Part of the new Čiovo Bridge, whose construction is currently under way, is nearly two meters too low. That was determined by representatives of the Ministry of Regional Development and EU Funds during their recent visit to the construction site, reports Jutarnji List on October 7, 2016.
The problem is with the first 50 meters of the bridge from the mainland side, where it is allegedly too low relative to the sea surface. The total length of the bridge is 546.34 metres. At that part of the bridge, the distance between the sea surface and the bridge is between 1.2 to 2.2 metres. If nothing is changed, seawater will soak the pillars, as well as the promenade which will be built next to the bridge.
Sources claim that, at the time of high tides, the sea level can rise more than a metre in that area. Therefore, even smaller waves would cover the top of the lowest pillar of the bridge, while higher waves would cover three additional pillars. If that happens, the sea would dampen the steel bearings which are on the top of the pillars, and that could soon lead to corrosion of bearings so the bridge would no longer be functional.

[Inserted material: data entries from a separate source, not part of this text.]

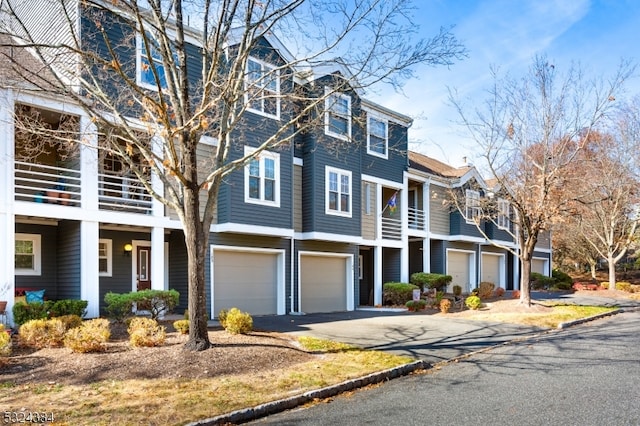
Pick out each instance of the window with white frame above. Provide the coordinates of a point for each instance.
(146, 63)
(338, 197)
(377, 136)
(472, 206)
(337, 118)
(262, 178)
(28, 254)
(503, 214)
(262, 88)
(104, 257)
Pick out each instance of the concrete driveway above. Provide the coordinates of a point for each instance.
(421, 336)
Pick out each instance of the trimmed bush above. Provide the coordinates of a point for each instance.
(181, 326)
(235, 321)
(416, 305)
(437, 281)
(42, 333)
(473, 302)
(145, 332)
(64, 307)
(159, 302)
(541, 282)
(394, 293)
(24, 312)
(5, 341)
(623, 286)
(485, 290)
(445, 305)
(91, 336)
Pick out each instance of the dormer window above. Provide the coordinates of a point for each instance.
(337, 118)
(377, 136)
(262, 88)
(472, 206)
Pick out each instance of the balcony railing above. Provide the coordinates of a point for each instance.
(391, 228)
(41, 183)
(416, 219)
(122, 193)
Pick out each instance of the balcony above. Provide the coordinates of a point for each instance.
(41, 183)
(123, 193)
(391, 228)
(416, 218)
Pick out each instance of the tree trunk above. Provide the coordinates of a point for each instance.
(525, 282)
(612, 272)
(196, 239)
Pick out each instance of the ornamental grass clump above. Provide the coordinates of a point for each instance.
(42, 333)
(145, 332)
(235, 321)
(90, 336)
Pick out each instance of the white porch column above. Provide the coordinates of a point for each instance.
(89, 166)
(7, 218)
(377, 275)
(89, 269)
(157, 259)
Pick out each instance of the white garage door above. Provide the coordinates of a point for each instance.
(491, 269)
(245, 280)
(458, 268)
(323, 284)
(539, 266)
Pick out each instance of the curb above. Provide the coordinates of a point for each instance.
(263, 410)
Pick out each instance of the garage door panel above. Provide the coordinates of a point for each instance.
(323, 284)
(458, 268)
(491, 269)
(247, 281)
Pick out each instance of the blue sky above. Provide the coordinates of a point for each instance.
(508, 34)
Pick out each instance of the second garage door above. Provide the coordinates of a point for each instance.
(245, 280)
(323, 284)
(458, 268)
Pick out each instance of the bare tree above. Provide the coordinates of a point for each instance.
(608, 206)
(196, 56)
(529, 133)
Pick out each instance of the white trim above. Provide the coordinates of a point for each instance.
(328, 109)
(241, 228)
(380, 119)
(259, 86)
(350, 289)
(109, 257)
(36, 240)
(340, 173)
(280, 272)
(261, 176)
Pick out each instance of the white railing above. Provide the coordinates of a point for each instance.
(41, 183)
(122, 193)
(391, 228)
(416, 219)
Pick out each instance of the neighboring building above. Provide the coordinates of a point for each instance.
(298, 230)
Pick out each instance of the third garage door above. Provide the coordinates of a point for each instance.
(323, 284)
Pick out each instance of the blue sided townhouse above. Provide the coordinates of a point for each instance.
(316, 226)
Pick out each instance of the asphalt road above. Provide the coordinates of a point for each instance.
(584, 375)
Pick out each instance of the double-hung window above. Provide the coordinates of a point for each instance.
(104, 257)
(472, 206)
(377, 136)
(503, 214)
(27, 254)
(147, 62)
(338, 195)
(262, 178)
(262, 88)
(337, 119)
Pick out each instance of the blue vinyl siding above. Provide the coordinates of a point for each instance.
(394, 166)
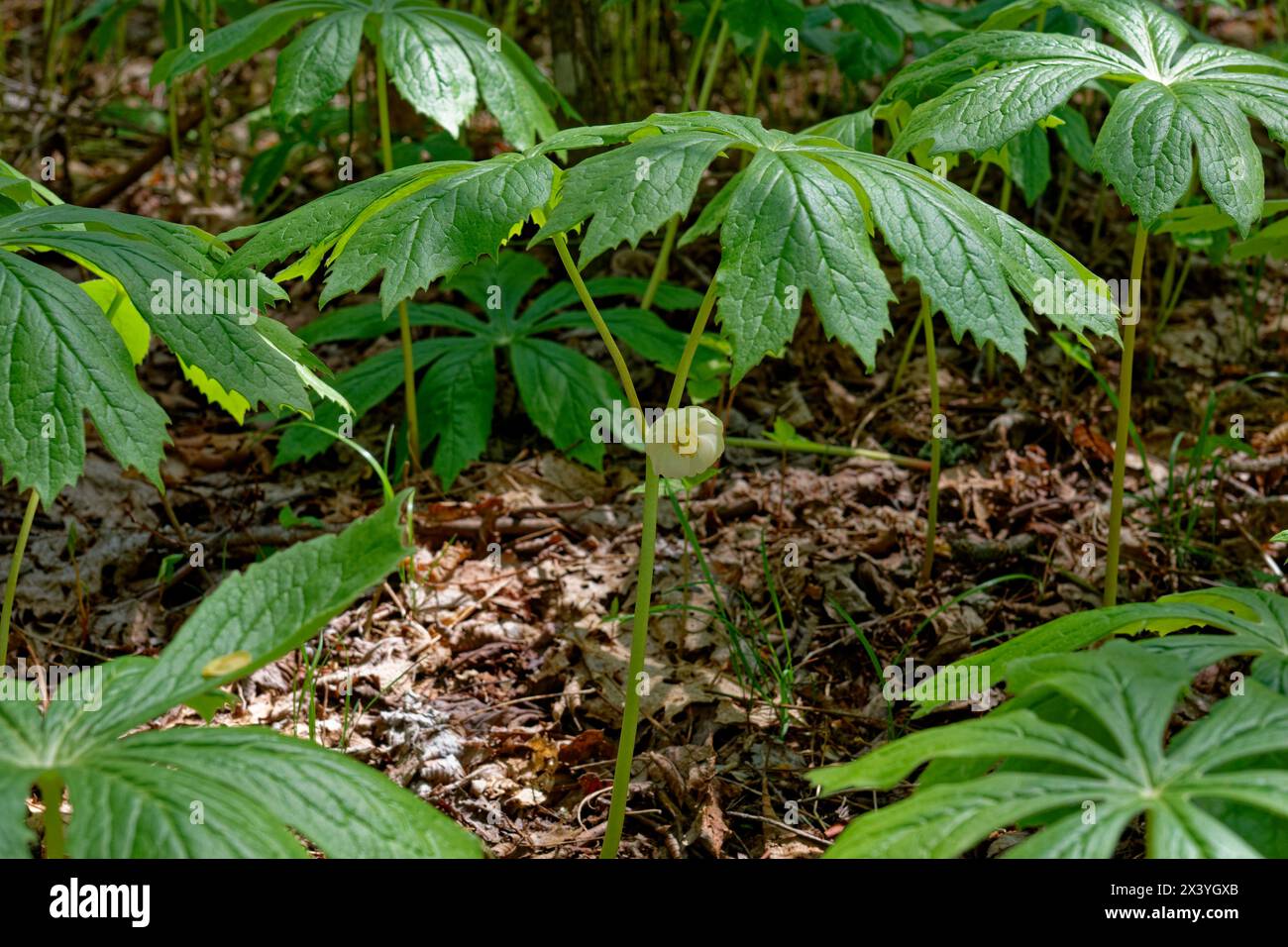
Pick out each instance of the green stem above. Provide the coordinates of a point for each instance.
(639, 646)
(935, 447)
(207, 21)
(903, 360)
(691, 80)
(756, 63)
(386, 150)
(673, 226)
(691, 346)
(1116, 496)
(52, 795)
(709, 78)
(648, 543)
(1065, 183)
(592, 311)
(11, 587)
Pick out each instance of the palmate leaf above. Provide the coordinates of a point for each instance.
(65, 360)
(1254, 622)
(799, 219)
(62, 361)
(443, 62)
(1180, 102)
(416, 224)
(220, 791)
(458, 390)
(456, 395)
(1083, 788)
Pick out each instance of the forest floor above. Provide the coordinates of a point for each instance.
(493, 688)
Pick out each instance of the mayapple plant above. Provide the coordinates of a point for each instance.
(1250, 622)
(443, 63)
(1175, 101)
(558, 386)
(69, 356)
(215, 791)
(966, 257)
(1080, 751)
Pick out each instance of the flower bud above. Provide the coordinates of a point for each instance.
(684, 442)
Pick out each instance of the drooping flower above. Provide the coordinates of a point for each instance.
(684, 442)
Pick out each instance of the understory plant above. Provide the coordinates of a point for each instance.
(67, 357)
(797, 222)
(443, 62)
(214, 791)
(558, 386)
(1171, 101)
(1078, 753)
(1250, 622)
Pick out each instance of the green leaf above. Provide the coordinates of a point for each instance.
(455, 403)
(1054, 774)
(429, 67)
(16, 838)
(498, 283)
(790, 228)
(790, 231)
(124, 808)
(241, 350)
(369, 321)
(1145, 150)
(343, 806)
(979, 90)
(266, 612)
(480, 206)
(63, 360)
(559, 389)
(321, 222)
(241, 39)
(644, 184)
(220, 791)
(317, 63)
(365, 385)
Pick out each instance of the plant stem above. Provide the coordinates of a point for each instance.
(11, 587)
(592, 311)
(691, 80)
(1116, 496)
(673, 226)
(648, 543)
(639, 646)
(52, 795)
(756, 63)
(403, 318)
(716, 52)
(691, 346)
(935, 449)
(172, 98)
(903, 360)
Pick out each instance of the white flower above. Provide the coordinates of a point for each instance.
(684, 442)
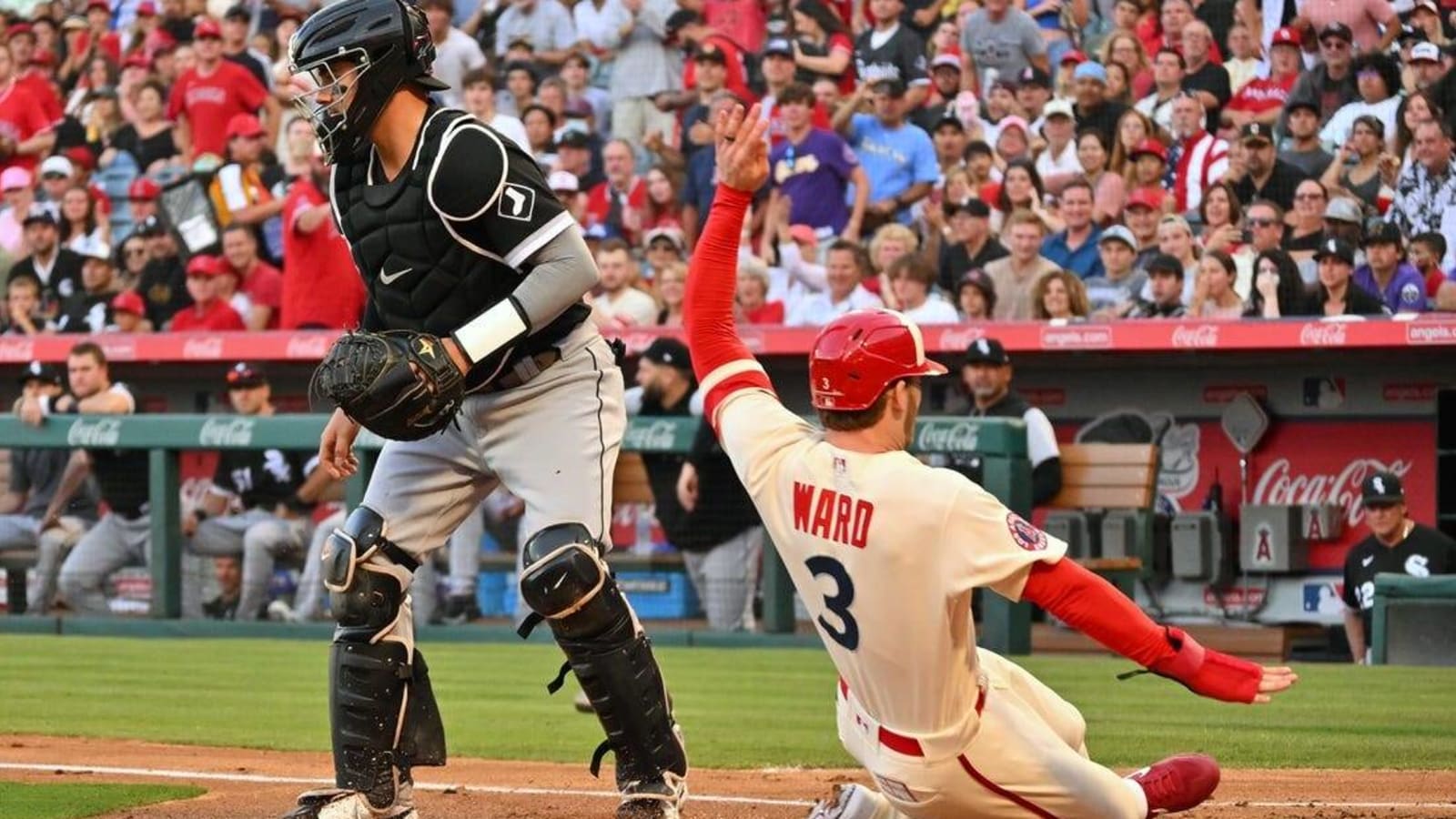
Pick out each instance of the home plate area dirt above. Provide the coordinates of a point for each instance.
(255, 784)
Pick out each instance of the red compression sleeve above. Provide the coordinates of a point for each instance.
(1091, 605)
(721, 360)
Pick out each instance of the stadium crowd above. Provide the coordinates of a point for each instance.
(1011, 159)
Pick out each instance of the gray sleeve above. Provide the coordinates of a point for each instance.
(561, 273)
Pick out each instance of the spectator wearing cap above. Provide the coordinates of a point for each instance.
(207, 310)
(1302, 146)
(972, 245)
(1378, 82)
(986, 375)
(1261, 99)
(1165, 283)
(128, 314)
(1426, 189)
(57, 268)
(1261, 175)
(25, 133)
(320, 286)
(1075, 248)
(1114, 290)
(1387, 274)
(999, 40)
(899, 159)
(647, 65)
(1196, 157)
(814, 169)
(1395, 545)
(892, 51)
(1336, 293)
(252, 286)
(35, 475)
(1092, 108)
(89, 308)
(846, 267)
(1330, 82)
(976, 296)
(207, 98)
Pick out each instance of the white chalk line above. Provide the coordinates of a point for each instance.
(262, 778)
(502, 790)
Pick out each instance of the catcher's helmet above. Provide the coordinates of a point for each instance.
(861, 353)
(386, 44)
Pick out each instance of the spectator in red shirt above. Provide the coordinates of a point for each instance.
(207, 96)
(25, 133)
(618, 205)
(207, 310)
(255, 280)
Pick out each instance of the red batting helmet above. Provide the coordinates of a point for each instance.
(858, 354)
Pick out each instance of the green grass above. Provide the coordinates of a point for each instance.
(740, 707)
(73, 800)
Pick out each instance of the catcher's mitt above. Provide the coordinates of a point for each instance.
(399, 385)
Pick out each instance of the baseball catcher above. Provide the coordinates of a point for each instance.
(478, 363)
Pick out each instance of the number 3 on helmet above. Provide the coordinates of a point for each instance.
(861, 353)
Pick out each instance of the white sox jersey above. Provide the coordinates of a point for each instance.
(885, 552)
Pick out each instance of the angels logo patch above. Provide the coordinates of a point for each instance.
(1026, 535)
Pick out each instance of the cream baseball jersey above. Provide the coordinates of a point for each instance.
(885, 551)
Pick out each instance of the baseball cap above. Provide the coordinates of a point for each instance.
(1426, 53)
(247, 375)
(1337, 248)
(1152, 147)
(564, 181)
(1165, 263)
(1091, 72)
(986, 351)
(128, 302)
(1256, 133)
(669, 351)
(143, 189)
(779, 47)
(15, 178)
(57, 165)
(40, 370)
(710, 53)
(1286, 36)
(1118, 234)
(1150, 198)
(1337, 29)
(41, 212)
(1034, 76)
(1382, 489)
(245, 126)
(1382, 234)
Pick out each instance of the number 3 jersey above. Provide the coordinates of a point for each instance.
(885, 551)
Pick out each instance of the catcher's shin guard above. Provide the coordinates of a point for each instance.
(380, 704)
(568, 584)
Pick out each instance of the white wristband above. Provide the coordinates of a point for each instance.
(491, 329)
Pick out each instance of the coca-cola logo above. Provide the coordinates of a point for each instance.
(210, 347)
(1281, 486)
(948, 436)
(1322, 334)
(657, 436)
(226, 433)
(1077, 337)
(960, 337)
(102, 431)
(1198, 337)
(16, 350)
(308, 346)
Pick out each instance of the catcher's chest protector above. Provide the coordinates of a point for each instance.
(419, 276)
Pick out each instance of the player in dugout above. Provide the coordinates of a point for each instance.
(887, 551)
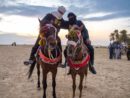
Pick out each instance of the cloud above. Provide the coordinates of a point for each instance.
(25, 10)
(119, 9)
(9, 38)
(108, 17)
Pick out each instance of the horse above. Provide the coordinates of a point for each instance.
(48, 56)
(77, 57)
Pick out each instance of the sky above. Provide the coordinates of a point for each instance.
(19, 18)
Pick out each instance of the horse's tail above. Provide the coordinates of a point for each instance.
(31, 69)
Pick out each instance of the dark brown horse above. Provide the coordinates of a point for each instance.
(77, 57)
(48, 56)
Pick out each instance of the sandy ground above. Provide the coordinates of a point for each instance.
(112, 79)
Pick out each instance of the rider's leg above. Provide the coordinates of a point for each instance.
(33, 52)
(91, 66)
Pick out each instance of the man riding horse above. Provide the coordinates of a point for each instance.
(84, 32)
(53, 18)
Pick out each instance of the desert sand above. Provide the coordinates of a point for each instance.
(112, 79)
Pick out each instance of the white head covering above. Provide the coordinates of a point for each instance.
(59, 13)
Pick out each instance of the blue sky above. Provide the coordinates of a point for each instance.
(101, 17)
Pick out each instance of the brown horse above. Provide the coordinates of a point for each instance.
(48, 56)
(77, 57)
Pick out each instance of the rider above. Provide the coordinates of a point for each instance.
(73, 21)
(53, 18)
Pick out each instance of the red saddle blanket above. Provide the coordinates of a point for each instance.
(83, 63)
(49, 60)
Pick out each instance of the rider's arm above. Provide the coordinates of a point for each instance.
(84, 31)
(64, 24)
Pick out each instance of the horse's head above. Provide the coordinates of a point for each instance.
(75, 43)
(48, 35)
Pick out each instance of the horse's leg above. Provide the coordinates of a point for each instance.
(54, 83)
(74, 83)
(38, 74)
(44, 83)
(81, 84)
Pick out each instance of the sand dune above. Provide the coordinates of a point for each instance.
(112, 79)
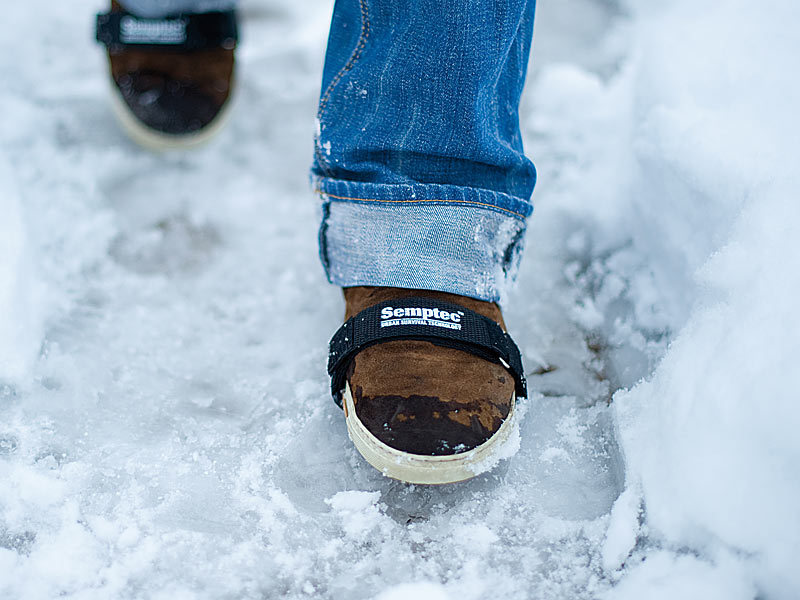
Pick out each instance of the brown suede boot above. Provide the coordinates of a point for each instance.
(169, 96)
(425, 413)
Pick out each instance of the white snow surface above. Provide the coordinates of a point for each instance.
(166, 429)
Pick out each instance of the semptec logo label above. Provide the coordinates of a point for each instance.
(143, 31)
(432, 317)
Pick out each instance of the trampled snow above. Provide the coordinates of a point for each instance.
(165, 424)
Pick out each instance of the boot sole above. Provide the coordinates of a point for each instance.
(419, 469)
(158, 141)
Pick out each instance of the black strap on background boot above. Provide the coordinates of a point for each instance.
(185, 32)
(425, 319)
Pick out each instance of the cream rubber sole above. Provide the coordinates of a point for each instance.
(415, 468)
(161, 142)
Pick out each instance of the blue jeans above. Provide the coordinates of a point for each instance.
(418, 154)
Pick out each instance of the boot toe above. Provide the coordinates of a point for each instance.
(167, 105)
(428, 400)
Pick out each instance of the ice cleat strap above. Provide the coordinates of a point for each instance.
(424, 319)
(186, 32)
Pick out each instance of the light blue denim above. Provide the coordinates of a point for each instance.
(156, 9)
(418, 153)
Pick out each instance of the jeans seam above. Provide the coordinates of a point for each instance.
(354, 57)
(423, 201)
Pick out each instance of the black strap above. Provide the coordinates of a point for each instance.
(440, 323)
(181, 32)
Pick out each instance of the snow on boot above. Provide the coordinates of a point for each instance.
(171, 77)
(428, 382)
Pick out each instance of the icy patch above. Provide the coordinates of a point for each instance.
(20, 319)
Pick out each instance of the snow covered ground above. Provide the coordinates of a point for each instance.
(165, 424)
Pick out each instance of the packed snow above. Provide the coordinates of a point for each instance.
(166, 429)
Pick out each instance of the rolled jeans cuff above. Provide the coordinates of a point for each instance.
(448, 238)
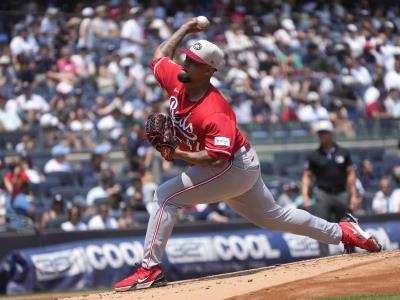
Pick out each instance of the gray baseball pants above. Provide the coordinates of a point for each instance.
(239, 185)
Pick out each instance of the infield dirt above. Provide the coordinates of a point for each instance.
(356, 274)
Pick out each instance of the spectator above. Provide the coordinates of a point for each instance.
(367, 174)
(49, 28)
(84, 63)
(102, 220)
(392, 77)
(9, 119)
(20, 210)
(335, 178)
(312, 111)
(132, 34)
(74, 223)
(65, 64)
(106, 187)
(85, 31)
(384, 200)
(15, 179)
(392, 103)
(22, 44)
(31, 102)
(55, 214)
(127, 219)
(58, 163)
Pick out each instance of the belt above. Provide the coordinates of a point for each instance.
(332, 190)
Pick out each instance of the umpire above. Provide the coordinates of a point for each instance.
(335, 178)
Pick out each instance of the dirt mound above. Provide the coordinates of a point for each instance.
(357, 274)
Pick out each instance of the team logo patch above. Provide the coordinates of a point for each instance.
(339, 159)
(222, 141)
(197, 46)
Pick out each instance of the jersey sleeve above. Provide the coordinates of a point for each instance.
(166, 72)
(219, 136)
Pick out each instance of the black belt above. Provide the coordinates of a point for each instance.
(332, 190)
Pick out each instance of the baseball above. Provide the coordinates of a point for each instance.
(202, 22)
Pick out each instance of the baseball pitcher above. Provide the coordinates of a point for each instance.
(201, 129)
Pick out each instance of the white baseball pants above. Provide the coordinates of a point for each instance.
(239, 184)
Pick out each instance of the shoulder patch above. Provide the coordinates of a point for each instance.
(222, 141)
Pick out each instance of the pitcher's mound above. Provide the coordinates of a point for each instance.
(356, 274)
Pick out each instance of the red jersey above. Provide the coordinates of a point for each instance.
(206, 124)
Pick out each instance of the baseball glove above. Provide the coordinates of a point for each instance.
(161, 134)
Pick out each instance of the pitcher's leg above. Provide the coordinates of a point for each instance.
(258, 206)
(197, 185)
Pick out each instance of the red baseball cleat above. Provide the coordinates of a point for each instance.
(353, 235)
(142, 278)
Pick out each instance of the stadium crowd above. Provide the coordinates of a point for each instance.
(78, 75)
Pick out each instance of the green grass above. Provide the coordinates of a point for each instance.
(389, 297)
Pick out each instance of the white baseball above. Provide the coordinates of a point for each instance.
(202, 22)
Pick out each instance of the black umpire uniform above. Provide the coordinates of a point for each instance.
(332, 168)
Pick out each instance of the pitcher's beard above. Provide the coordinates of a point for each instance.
(184, 78)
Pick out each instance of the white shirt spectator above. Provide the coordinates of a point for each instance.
(361, 75)
(9, 120)
(243, 112)
(308, 113)
(392, 80)
(68, 226)
(85, 125)
(27, 46)
(95, 193)
(356, 44)
(34, 102)
(237, 40)
(237, 78)
(98, 223)
(49, 25)
(131, 29)
(86, 33)
(54, 165)
(382, 204)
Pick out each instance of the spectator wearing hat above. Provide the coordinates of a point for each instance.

The investor of the whole project which will connect the island of Čiovo with the mainland is Croatian Roads public company which claims that everything is being done according to the project design and that the bridge is not too low. However, they do admit that the bridge is slightly lower than was originally planned. The height of the bridge has been reduced at the request of conservationists who argued that a higher bridge would obscure the townscape of nearby Trogir. However, they insists that everything has been done according to the project. Zlatko Šavor, who designed the construction of the bridge, did not want to comment on the issue.
Currently, pillars for the bridge have mostly been constructed and now the steel structure will be installed. The total value of the construction of the bridge is 207.9 million kuna, with as much as 176.7 million kuna being financed from the European Union funds.